GDPR: Make stats export more functionable while keeping users safe

[AenBleidd]

Recently there was a discussion about the stats export and the GDPR (among the others me and @davidpanderson were a part of this discussion).

We identified that initially the implementation of the GDPR compliance was made too strict, that prevents data aggregators to show the correct statistics of the BOINC network.
In particular, new users will never be shown in any statistics export by default if they not enable stats export manually.
However, statistics that is exported by the BOINC Projects contains no personal information (with two exceptions explained below) that might identify the BOINC user is one or another way.

Thus I propose next:

• Enable statistics export of all users and all hosts by default
• Rename current statistics export option to 'Not include personal information into the exported statistics' (better wording here is required)
• For those users who don't want to export their personal information, do not include 'name' and 'url' fields (or make them empty) when doing users stats export
• For those users who have their hosts hidden, do not include <userid> tag (or make it empty) when doing hosts stats export (mostly duplicate ticket shouldn't export credit stats if hosts hidden? #3766 is closed)

[davidpanderson]

Have we decided what constitutes private information?
For example: user name.
When we ask for it, we call it 'screen name', which implies that it's public.
It's shown on the project web site, and can't be hidden.
Similar with URL, country, and user ID.
We show these on the project web site -
why not show them in stats export too?

[brevilo]

We identified that initially the implementation of the GDPR compliance was made too strict, that prevents data aggregators to show the correct statistics of the BOINC network.

Devil's advocate speaking now: "so what?". The aggregators aren't a necessary component that a BOINC project needs to fulfill its service. It's a totally independent entity that can't expect anything from a BOINC project or its registered users by default. Just to make sure: I'm not arguing about what might be nicer for the BOINC ecosystem or not; I'm just discussing this from a GDPR perspective, since that's the legal basis, whether we like it or not. More on the issues related to data transfers and defaults below.

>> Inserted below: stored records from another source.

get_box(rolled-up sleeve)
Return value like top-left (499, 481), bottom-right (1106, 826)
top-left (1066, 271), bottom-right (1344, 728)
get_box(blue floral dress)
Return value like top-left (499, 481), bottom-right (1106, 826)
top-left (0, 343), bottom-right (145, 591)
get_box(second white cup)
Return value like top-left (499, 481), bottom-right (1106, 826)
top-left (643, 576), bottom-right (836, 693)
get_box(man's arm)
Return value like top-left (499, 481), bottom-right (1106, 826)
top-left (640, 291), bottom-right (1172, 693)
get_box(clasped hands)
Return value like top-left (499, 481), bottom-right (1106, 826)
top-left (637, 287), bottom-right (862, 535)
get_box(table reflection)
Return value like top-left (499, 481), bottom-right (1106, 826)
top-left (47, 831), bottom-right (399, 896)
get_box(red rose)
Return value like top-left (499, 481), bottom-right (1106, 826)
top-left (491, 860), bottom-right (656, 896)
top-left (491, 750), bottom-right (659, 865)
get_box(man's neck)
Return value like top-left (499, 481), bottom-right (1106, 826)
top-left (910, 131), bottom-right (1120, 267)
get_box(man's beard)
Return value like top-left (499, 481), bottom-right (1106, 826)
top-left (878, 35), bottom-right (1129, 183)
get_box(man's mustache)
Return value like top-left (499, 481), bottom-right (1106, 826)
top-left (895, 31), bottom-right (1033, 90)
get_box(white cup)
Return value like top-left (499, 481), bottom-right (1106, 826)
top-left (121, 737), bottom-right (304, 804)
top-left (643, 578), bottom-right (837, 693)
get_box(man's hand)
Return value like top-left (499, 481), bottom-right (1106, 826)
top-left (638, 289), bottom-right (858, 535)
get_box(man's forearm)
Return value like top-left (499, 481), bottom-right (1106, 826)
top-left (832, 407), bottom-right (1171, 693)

Rename current statistics export option to 'Not include personal information into the exported statistics' (better wording here is required)

This at least needs to be accompanied by a privacy policy that details it the other way round: you have to say what you do export, not what you don't. As is, such an opt-out violates GDPR's "transparency" and "data protection by design and by default" principles.

We show these on the project web site - why not show them in stats export too?

There's a difference between agreeing to publish certain details on a single project one willingly signed up for and having those details transferred to various third parties - without consent. Opt-out doesn't constitute an informed consent. Also, from the data controller's (i.e project's) point of view, what is the legal basis for this data transfer, if not consent? Legitimate interest? Very unlikely (see first statement above).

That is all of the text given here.